Honoring Vietnam veterans
The Mississippi Senate approved a resolution last week designating March 29 as Vietnam Veterans Day in Mississippi.
Senate Concurrent Resolution 620 designates the day of recognition for this year, but Sen. Gray Tollison, who introduced the resolution, said the state Legislature will have to come back during session in 2017 to make the designation permanent since it was introduced late in this year’s session.
“I am proud to introduce the resolution on behalf of all Vietnam veterans in Mississippi,” Tollison said in an email.
President Barack Obama proclaimed March 29 as Vietnam Veterans Day in the United States, calling upon all Americans to observe the day with appropriate programs, ceremonies and activities.
However, Mississippi is one of 14 states that still does not have a permanent designation for Vietnam Veterans Day.
Last year, Mississippi Gov. Phil Bryant declared March 22, 2014, as “Welcome Home Vietnam Veterans Day in Mississippi.”
To celebrate the designation, local veterans will have an informal get-together for all Vietnam veterans and their families on Tuesday at 3 p.m., at the Veterans Park on Veterans Drive across from the Mississippi State Veterans Home in Oxford.
The public is invited, said Gene Hayes, local Vietnam veteran and author.
“Bring your own lawn chair and coolers,” he said. “No alcoholic beverages, please.”
Grilled hamburgers and hot dogs will be provided and donations will be accepted to offset costs.
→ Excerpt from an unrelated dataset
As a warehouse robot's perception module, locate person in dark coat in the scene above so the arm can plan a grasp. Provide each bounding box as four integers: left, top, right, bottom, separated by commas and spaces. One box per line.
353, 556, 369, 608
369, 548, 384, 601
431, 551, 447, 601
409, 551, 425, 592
Hayes will read the resolution at 4 p.m.
The resolution calls for Vietnam veterans to be shown respect, honor and support.
“The Vietnam War is a story of service members of different backgrounds, colors and creeds who came together to complete a daunting mission. It is a story of Americans from every corner of our nation who left the warmth of family to serve the country they loved. … Thousands returned home bearing shrapnel and scars; still more were burdened by the invisible wounds of post-traumatic stress, of Agent Orange, of memories that would never fade. More than 58,000 laid down their lives in service to our nation. Now and forever, their names are etched into two faces of black granite, a lasting memorial to those who bore conflict’s greatest cost…,” states the resolution.